Saturday, November 13, 2010

Journey to England Part III

Here's part I, and here's part II. So, now that you're all caught up:

Mike had been in contact with the couple we were to meet, so one of them was all set to pick us up from the bus station in Nottingham. The guy was exactly what I expected. A middle-aged bearded boisterous fellow. The first thing I heard him say to Mike was "Is this your mate?" in my direction. Before I had the chance to blurt out "Whoa buddy, it's not like that" I remembered that mate doesn't mean the same thing everywhere. Haha, blurt is a funny word. Let's all use it more often. 

Off we went to their house. We weren't in London anymore, so I expected to see more of a spread out suburbia type town, but that wasn't the case at all. England is a little bigger than Maine in terms of square mileage, but it also has nearly fifty times as many people so they have to be a bit more economical with their space. I still saw tinier houses, basically all duplexes, and all made of stone because they don't have acres of forests to cut down for building materials either. 

Which is probably for the best, lest nature take revenge on them too.

These people were great. Let's just say their names rhymed with "Derek and Paula" (their names were "Derek and Paula") They gave us a bunch of food and tea, and we stayed up talking with them. At one point we asked "why take us in like this?" and their answer was something along the lines of "well why not?" and instead of replying "because you don't know us and we could kill you in your sleep" we expressed our agreement that meeting new people from faraway places is a rewarding experience. They figured if they had the space, they might as well share it, which they had done many times before. 

The next morning we took a trip with them to Sherwood Forest. The Sherwood forest.

Not to be confused with "Aruba."

Whether or not Robin Hood actually spent time in Sherwood forest, or if his fame was well deserved in the first place, here existed an opportunity to sell all kinds of Robin Hood themed shit, and this was not to be wasted. This time it was keychains/shot glasses/magnets/paperweights/mugs and clothing PLUS plastic swords, hats and bows and arrows plastered with Robin Hood's likeness.

The Major attraction of the forest however, was an enormous tree called "Major Oak". This tree is rumored to have been where Robin Hood spent time hiding. This may have been true, or it may have been a complete lie that only seemed feasible because this tree was so fucking big. So big it couldn't support it's own weight, and they had to resort to using buttresses to keep the branches from collapsing under their own weight.

"Just let me die..."

They had people working constantly to clean up the saplings that sprout up around its base,  to prevent them from growing and blocking light and soaking up nutrients in the soil that Major oak needed to live. 


They handed out the saplings to onlookers that wanted to extend the tree's genealogy, and Mike took one of them.
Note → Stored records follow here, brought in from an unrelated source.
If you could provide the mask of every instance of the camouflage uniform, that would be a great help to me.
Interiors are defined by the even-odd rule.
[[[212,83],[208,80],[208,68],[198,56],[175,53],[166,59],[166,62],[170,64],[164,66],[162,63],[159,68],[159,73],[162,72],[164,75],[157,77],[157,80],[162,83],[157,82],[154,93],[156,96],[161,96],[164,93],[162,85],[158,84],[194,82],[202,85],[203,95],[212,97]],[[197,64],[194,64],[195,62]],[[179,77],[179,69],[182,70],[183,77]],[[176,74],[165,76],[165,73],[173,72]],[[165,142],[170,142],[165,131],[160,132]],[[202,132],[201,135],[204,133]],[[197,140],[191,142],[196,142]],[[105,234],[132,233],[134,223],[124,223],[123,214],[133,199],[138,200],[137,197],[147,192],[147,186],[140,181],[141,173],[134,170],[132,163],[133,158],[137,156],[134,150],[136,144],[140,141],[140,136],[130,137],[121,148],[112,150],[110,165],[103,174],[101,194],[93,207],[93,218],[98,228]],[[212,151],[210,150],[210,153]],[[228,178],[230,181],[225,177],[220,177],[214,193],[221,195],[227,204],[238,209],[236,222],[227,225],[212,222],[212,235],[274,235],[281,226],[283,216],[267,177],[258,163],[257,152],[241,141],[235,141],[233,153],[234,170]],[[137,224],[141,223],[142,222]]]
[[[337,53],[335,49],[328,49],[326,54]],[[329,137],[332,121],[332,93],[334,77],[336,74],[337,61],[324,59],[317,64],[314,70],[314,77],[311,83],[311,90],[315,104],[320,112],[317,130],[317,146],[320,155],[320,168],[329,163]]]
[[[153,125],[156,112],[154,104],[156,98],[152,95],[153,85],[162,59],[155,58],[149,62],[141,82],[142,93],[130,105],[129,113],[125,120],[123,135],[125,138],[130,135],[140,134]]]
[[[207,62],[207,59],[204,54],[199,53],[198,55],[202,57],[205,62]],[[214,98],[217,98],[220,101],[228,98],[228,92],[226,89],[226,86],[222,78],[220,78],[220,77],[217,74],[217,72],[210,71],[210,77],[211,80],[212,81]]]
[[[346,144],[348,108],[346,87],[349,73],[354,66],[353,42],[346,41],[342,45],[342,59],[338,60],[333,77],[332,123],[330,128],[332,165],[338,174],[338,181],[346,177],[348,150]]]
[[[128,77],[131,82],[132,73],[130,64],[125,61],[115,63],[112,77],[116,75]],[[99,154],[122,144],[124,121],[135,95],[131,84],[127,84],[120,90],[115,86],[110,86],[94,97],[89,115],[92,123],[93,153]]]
More on that later. 

At the end of that little excursion, Mike and I got dropped off in downtown Nottingham to explore, see the castle, and pursue debauchery until they picked us back up at 6pm. We arrived at the castle gates just in time for them to tell us they had just stopped letting people in, so we took refuge in the "oldest" pub in England, which happened to be just around the corner. 

This little fellow as you can see is called "The Cursed Galleon" and resides in one of the pub's rooms. Apparently everyone that has tried to clean it over the years has died mysteriously, so they just let it get all dusty and gross and put it in a glass case so nobody could touch it. 

After a few pints, which by the way are about four ounces larger than American pints, we realized it was 6pm and we were nowhere near the pickup spot. So we had to chug our beers, and get to the rendezvous point as quickly as we could without running, since we thought it impolite to vomit in Derek's car. When we met back up, he asked us what we'd been up to. We told him we had "definitely not spent just about the entire time *burrrpp* at the pub getting drunk".

I still remember some of the funny snippets of conversation. You won't find them funny but I'm going to share them anyway because fuck you. 

Derek: Yeah we're famous for queueing, it's not like how they do it in Germany where everyone just rushes to get in the front.

Paula: What? How do you know that?

Derek: Well how do you know anything!? Have you personally experienced everything you claim is true?

Mike: Yeah you're lucky you don't get much snow, we recently had a storm and got about 2 feet of snow.

Derek: 2 FEET?! I can't POSSIBLY imagine...absolute chaos, the country would stop.


Derek: I'm an expert on Chinese Mammalia.


So the next morning we said our thank yous and goodbyes. We told them about our upcoming plans to do some hitchhiking, with stops in Sheffield to see Mike's friend Ross, and Lancaster, to see his sister, our ultimate goal being to make it to Scotland in four days. Derek dropped us off in a good spot to start our hitchhiking adventures, and bode us farewell. 

Mike had regaled me with tales of successful hitchhiking he'd done in Ireland, so I was excited to see what types of people we'd meet on the road. Well, hitchhiking turned out to be a great deal more difficult in England. 

Hmm, maybe we should camp...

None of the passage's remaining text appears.